Competition will only grow fiercer as more countries recognize that, unlike capital-intensive manufacturing operations, service outsourcing is relatively cheap to set up and generates up to 100 times as many jobs per dollar invested. That presents a huge challenge to the security of the American workforce. Eventually, U.S. policymakers will have to determine whether structural changes are needed to allow American businesses to better compete against foreign manufacturers and service providers that don't have to shoulder expensive employee benefits, such as health care or pensions, on their own. For instance, governments of some countries, including Japan, handle most health costs, while developing nations such as China don't even offer certain benefits considered de rigueur in the U.S. and Western Europe. That calls into question the structure of America's safety net, which for the past half-century has effectively been shared by employers and government. Policymakers must focus their attention on this threat to our competitiveness.
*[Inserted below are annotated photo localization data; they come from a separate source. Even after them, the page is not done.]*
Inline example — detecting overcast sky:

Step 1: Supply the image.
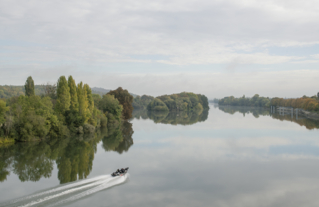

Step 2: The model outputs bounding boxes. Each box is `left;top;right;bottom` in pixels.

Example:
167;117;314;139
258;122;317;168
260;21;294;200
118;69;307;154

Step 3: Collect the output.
1;0;319;98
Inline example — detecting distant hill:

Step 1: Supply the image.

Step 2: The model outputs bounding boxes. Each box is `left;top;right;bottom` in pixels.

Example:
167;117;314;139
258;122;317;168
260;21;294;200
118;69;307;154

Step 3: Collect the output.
0;85;46;99
91;87;111;97
92;87;138;97
0;85;138;99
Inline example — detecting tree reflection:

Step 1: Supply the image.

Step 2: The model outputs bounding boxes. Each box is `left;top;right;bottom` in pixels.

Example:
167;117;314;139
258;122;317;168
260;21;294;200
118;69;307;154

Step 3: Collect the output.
57;140;95;184
0;124;133;184
271;113;319;130
218;105;319;130
102;121;134;154
13;142;54;182
132;109;209;125
218;105;270;118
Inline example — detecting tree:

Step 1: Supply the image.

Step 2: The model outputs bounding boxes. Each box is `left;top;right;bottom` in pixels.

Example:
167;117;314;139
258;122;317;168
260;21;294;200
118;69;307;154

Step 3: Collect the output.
0;100;8;124
107;87;133;119
84;84;94;113
147;98;169;111
77;82;89;123
44;83;57;99
56;76;71;115
68;76;78;111
24;76;35;96
100;94;122;119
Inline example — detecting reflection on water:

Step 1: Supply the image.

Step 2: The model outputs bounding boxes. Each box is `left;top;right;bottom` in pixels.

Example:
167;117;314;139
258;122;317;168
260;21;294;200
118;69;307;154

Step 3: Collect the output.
2;105;319;207
0;121;134;184
102;121;134;154
217;105;319;130
132;109;209;125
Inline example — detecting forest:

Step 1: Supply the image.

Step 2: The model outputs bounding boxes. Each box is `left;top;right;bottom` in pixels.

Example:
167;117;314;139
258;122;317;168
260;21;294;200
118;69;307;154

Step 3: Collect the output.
132;95;154;109
0;76;133;144
271;96;319;112
218;94;319;113
218;94;271;107
147;92;209;112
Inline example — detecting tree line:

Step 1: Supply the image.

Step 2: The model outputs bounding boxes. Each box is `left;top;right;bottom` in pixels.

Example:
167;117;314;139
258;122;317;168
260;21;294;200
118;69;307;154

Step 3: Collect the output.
271;96;319;111
218;93;319;112
218;94;271;107
0;76;133;143
132;95;155;109
147;92;209;112
0;84;117;100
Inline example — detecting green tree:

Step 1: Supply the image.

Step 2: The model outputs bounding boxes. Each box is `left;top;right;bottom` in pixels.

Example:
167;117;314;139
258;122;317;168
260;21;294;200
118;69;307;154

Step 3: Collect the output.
99;94;123;125
92;94;101;109
68;76;78;111
0;100;8;124
107;87;133;119
12;96;62;141
56;76;71;115
84;84;94;113
77;82;89;123
147;98;169;111
24;76;35;97
44;83;57;99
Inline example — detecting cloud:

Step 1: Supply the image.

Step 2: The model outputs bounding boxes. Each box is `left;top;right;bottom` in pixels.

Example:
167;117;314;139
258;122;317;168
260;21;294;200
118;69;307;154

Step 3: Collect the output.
1;0;319;98
1;0;319;66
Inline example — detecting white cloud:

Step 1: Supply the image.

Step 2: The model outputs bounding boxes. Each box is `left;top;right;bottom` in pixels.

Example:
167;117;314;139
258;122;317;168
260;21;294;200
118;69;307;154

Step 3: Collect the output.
1;0;319;66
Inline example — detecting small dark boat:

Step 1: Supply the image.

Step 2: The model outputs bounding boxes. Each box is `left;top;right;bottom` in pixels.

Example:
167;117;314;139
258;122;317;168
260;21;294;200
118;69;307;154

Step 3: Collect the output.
111;167;129;177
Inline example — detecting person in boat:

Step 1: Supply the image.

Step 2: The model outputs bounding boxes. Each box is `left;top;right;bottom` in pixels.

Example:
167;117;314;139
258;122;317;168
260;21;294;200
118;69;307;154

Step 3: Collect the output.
121;168;125;173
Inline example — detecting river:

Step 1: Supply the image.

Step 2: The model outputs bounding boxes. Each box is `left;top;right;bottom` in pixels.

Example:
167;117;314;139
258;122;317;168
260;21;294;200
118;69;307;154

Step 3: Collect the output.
1;104;319;207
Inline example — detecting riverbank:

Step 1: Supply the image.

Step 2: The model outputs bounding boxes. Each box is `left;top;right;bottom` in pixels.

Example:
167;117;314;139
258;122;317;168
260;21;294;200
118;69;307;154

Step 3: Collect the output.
0;137;15;145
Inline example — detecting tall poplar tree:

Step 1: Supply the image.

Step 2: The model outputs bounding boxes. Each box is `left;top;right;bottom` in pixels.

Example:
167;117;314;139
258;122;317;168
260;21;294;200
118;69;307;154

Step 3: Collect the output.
56;76;71;114
68;76;78;111
24;76;35;96
77;82;89;122
84;84;94;113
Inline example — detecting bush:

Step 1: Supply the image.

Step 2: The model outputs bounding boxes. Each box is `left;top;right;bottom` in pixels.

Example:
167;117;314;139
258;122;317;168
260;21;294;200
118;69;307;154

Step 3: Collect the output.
83;123;95;134
77;126;83;134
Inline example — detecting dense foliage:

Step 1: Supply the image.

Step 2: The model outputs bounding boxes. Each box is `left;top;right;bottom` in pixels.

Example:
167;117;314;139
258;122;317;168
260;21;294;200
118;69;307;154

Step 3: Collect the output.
0;86;25;99
99;94;123;127
271;97;319;111
107;87;133;119
147;92;209;112
0;85;53;99
0;85;112;100
218;94;271;107
133;95;154;109
0;76;125;142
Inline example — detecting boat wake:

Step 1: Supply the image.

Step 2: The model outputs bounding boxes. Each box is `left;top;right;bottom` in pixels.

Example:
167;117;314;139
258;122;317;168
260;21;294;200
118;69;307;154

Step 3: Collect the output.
1;174;129;207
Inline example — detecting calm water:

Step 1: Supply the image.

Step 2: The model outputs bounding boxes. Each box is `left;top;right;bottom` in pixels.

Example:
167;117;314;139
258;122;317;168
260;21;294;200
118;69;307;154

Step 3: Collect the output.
1;104;319;207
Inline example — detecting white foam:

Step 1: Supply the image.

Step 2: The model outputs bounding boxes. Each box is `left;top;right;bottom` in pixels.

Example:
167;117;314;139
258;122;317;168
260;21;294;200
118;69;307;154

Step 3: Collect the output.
1;174;128;207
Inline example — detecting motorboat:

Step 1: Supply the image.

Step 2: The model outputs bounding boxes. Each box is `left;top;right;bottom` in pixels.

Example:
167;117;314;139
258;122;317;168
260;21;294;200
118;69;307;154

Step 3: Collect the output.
111;167;129;177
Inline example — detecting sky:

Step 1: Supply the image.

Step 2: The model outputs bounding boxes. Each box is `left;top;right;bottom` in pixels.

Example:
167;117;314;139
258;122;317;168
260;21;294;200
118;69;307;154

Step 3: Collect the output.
0;0;319;99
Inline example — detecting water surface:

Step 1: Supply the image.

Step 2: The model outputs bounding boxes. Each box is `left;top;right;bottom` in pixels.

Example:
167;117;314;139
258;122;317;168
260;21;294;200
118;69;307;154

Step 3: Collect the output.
1;105;319;207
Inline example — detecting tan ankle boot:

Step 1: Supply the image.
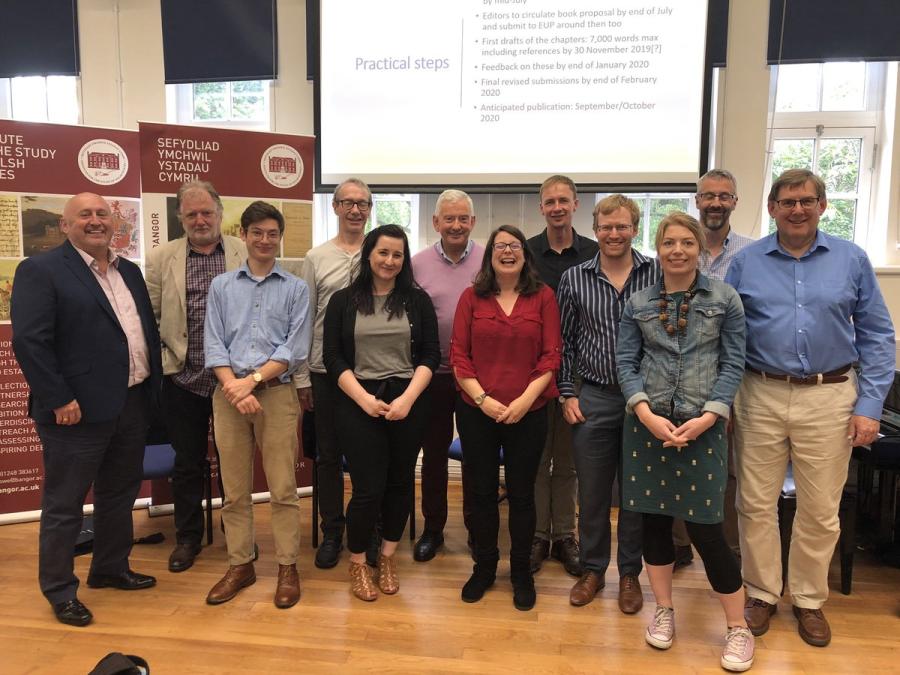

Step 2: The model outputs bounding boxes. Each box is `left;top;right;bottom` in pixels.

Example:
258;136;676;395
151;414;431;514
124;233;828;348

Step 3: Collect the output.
376;554;399;594
349;561;378;601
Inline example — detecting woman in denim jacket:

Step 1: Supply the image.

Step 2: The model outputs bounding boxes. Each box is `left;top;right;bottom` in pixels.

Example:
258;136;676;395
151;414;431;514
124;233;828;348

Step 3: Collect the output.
616;212;753;672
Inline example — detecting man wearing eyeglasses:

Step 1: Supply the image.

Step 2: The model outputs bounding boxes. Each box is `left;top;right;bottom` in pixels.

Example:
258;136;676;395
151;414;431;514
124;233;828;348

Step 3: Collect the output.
297;178;369;569
145;181;246;573
410;190;484;562
558;194;659;613
725;168;894;647
527;175;599;577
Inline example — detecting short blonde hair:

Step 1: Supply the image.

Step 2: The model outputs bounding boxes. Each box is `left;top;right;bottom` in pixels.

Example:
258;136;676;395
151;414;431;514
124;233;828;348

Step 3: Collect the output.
655;211;707;253
593;194;641;229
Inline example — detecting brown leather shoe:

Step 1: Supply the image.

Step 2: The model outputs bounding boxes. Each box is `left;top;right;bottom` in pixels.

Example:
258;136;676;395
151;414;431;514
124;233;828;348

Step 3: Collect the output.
274;564;301;609
744;597;777;636
206;563;256;605
349;561;378;602
530;537;550;573
618;574;644;614
376;554;399;595
793;605;831;647
569;571;604;606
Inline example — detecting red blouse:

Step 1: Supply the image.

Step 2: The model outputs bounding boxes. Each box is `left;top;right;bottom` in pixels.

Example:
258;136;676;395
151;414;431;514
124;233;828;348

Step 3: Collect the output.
450;284;561;410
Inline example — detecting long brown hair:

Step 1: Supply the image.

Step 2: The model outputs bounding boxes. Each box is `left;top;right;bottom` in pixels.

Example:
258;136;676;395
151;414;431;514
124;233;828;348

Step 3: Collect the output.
473;225;543;297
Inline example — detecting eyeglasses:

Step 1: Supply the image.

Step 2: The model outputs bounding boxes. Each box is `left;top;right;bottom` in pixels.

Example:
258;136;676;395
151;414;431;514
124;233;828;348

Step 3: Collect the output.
697;192;736;203
774;197;820;210
246;229;282;241
492;242;523;252
596;224;633;234
337;199;372;212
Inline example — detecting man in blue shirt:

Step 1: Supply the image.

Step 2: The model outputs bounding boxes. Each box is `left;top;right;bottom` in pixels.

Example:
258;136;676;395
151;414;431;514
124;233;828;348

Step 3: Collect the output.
203;201;311;609
725;169;895;648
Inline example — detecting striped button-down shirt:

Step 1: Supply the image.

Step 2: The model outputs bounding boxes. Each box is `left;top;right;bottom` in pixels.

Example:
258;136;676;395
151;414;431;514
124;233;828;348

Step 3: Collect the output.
557;250;659;397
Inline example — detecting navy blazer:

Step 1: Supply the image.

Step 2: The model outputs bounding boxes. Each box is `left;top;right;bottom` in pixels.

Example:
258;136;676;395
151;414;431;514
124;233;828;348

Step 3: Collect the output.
11;240;162;425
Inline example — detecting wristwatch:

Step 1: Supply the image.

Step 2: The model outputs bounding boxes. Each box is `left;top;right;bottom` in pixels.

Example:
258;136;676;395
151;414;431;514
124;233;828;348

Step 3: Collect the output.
251;371;263;384
473;392;487;406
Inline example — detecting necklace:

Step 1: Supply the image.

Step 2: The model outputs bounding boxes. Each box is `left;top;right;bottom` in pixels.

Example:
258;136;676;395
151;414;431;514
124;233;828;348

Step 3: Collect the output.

But recognizing that the world has changed inexorably need not spark a cost-driven global race toward the bottom for worker pay and benefits. Many successful German manufacturers have shown that a highly trained workforce can still command top wages in today's global marketplace. Developed nations, therefore, must remain focused on education and training to keep their workers competitive. And U.S. shareholder activists, such as employee pension funds, can and should wield their investor clout. They must press companies to use offshoring not just as a cost-cutting tool but also as a way to transform their businesses so as to maintain more stable long-term employment levels back home. Like it or not, the phenomenon of offshoring is here to stay. The challenge now is how best to manage it.